Es ließ sich nur schwer sagen, ob Broughtons Bedauern aufrichtig war. Gewiß hatte er mit seinem neuen Kommando viel zu tun, und doch gewann Bolitho den deutlichen Eindruck, daß Broughton ein Mann war, der wenig Zeit an Dinge wandte, die sich nicht hundertprozentig lohnten. Oder an Menschen, denen man nicht mehr helfen konnte, oder die ihm nichts mehr nützten.
Die Berline bog ab, und Bolitho hörte den Kutscher lauthals einen kleinen Leiterwagen beschimpfen, den ein schläfriges Pony zog. Der Wagen war mit Hühnern und allerlei Farmprodukten beladen, und der rotgesichtige Kutscher schimpfte ebenso ordinär zurück.
Bolitho lächelte. Das war vermutlich ein Tagelöhner seines Schwagers; und plötzlich fiel ihm ein, daß er in den vier Tagen, seit er die Auriga nach Falmouth gebracht hatte, weder ihn noch sonst jemanden von der Familie gesehen hatte.
Jetzt
erreichte die Kutsche das bessere Stück Landstraße, die letzten drei Meilen bis zur Küste; und er dachte an die hektischen und anstrengenden Tage seit seiner und des neuen Admirals Ankunft.
Einen Menschen wie Broughton hatte er noch nie erlebt. Gewöhnlich wirkte er ganz ungezwungen; aber seine Stimmungen wechselten schnell, und er wurde anscheinend nie müde.
Bolitho erinnerte sich an das Dinner in der großen Kajüte; wie er da das Gespräch der versammelten Offiziere in Gang gehalten hatte, ohne es jemals an sich zu reißen, und doch wußte jeder einzelne, daß er ständig kontrolliert wurde.

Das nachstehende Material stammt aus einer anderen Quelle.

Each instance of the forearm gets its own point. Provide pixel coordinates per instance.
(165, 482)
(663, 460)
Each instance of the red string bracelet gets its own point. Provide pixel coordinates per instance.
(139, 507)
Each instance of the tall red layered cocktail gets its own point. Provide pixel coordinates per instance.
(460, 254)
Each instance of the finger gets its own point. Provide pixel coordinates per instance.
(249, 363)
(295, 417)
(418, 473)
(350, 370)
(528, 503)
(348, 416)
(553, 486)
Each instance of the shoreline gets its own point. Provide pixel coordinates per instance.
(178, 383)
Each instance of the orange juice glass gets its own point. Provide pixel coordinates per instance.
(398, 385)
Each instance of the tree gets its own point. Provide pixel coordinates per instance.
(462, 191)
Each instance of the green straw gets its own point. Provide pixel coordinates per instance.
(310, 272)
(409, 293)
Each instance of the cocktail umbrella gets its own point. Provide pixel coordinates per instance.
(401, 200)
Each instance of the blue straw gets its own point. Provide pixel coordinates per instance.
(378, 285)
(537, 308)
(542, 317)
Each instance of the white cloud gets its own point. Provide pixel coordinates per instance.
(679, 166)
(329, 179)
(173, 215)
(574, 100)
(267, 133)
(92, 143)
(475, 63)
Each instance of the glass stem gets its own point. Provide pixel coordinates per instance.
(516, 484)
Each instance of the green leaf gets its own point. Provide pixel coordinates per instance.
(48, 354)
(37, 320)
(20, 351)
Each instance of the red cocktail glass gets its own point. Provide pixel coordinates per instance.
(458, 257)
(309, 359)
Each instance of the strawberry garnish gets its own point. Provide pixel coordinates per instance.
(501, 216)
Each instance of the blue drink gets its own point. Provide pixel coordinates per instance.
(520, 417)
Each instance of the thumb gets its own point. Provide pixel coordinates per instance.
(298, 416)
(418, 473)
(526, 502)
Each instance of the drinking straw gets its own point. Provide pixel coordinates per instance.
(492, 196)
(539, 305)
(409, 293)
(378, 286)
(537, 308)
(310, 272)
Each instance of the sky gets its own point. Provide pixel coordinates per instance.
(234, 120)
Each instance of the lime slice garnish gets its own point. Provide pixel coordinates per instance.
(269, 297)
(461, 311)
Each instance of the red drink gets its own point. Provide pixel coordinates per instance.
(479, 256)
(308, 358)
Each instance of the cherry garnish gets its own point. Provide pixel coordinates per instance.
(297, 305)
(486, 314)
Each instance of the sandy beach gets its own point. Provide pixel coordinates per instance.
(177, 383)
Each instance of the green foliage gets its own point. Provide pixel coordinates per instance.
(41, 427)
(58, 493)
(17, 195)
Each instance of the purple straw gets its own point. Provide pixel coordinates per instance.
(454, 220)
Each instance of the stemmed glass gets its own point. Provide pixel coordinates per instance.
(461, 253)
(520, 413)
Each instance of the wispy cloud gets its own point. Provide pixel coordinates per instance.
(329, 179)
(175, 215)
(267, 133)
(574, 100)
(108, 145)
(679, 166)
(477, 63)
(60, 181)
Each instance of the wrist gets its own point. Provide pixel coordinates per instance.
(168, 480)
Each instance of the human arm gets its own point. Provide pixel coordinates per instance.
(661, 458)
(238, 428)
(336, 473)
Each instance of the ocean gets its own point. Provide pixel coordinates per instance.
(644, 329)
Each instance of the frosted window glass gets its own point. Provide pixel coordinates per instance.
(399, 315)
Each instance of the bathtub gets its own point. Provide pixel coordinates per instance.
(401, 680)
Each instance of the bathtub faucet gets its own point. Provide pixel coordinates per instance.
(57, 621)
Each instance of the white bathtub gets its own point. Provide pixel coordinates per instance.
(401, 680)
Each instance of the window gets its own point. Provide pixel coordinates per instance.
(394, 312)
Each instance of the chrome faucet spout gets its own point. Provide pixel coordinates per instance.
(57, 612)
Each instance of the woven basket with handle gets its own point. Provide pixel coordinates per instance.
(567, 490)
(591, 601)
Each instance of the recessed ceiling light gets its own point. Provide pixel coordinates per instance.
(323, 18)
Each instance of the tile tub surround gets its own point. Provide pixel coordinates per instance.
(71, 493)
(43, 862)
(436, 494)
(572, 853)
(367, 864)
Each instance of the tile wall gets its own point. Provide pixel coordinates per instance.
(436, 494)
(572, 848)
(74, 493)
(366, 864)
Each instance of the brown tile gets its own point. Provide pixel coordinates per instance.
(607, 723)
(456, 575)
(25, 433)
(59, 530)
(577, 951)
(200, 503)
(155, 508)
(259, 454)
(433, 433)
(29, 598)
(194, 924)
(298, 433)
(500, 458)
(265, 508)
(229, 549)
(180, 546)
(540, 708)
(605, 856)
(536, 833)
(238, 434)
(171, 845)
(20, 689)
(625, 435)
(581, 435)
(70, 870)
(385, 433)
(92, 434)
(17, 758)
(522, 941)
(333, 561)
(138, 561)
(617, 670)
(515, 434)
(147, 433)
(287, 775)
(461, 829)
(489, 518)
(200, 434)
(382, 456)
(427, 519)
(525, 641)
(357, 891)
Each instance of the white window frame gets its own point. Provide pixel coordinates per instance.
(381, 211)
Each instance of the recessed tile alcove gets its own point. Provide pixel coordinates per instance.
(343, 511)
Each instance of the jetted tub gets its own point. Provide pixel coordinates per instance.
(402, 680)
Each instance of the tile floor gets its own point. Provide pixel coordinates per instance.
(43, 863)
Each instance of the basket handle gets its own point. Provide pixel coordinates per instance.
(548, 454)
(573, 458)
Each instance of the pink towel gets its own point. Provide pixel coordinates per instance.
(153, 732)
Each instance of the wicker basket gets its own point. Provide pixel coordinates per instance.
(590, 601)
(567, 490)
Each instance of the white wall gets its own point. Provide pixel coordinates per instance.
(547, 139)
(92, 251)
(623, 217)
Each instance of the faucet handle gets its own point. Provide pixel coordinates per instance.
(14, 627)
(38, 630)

Bolitho war keineswegs sicher, daß er genau ergründet hatte, was für ein Mann hinter dieser Maske aus Charme und Eleganz steckte. Wenn Bolitho Sir Lucius manchmal kalt und unnahbar fand, so war das, wie er genau wußte, nur ein anderes Wort für sein Unbehagen und Mißtrauen gegenüber vielem, was der Admiral verkörperte: die Privilegien, die unbestrittene Macht, diese ganz andere Welt, an der Bolitho keinen Anteil hatte und auch keinen Anteil wollte.
Wenn Broughton von seinem Haus in London sprach, von den Leuten mit großen Namen und großem Einfluß, die dort ständig ein und aus gingen, dann war das keineswegs leere Prahlerei. Es war seine natürliche Art zu leben, etwas, das ihm einfach zustand.
Wenn man ihn in der leicht schwankenden Kajüte des großen Drei-deckers und beim gemütlich kreisenden Wein so reden hörte, konnte man sich des Gedankens nicht erwehren, daß alle wichtigen Entscheidungen in diesem Kriege gegen Frankreich und seine immer zahlreicheren Alliierten nicht in der Admiralität getroffen wurden, sondern bei Gesellschaften an Londoner Kaffeetafeln und in Häusern wie dem Broughtons.
Trotzdem zweifelte Bolitho nicht, daß Sir Lucius eine ganze Menge von Strategie und internationaler Flottenpolitik verstand. Vor drei Monaten hatte Broughton in der Seeschlacht von St. Vincent mitgekämpft; und sein taktischer Verstand, seine Fähigkeit, ein anschauliches Bild vom Verlauf des Kampfes zu geben, hatten Bolitho sehr beeindruckt.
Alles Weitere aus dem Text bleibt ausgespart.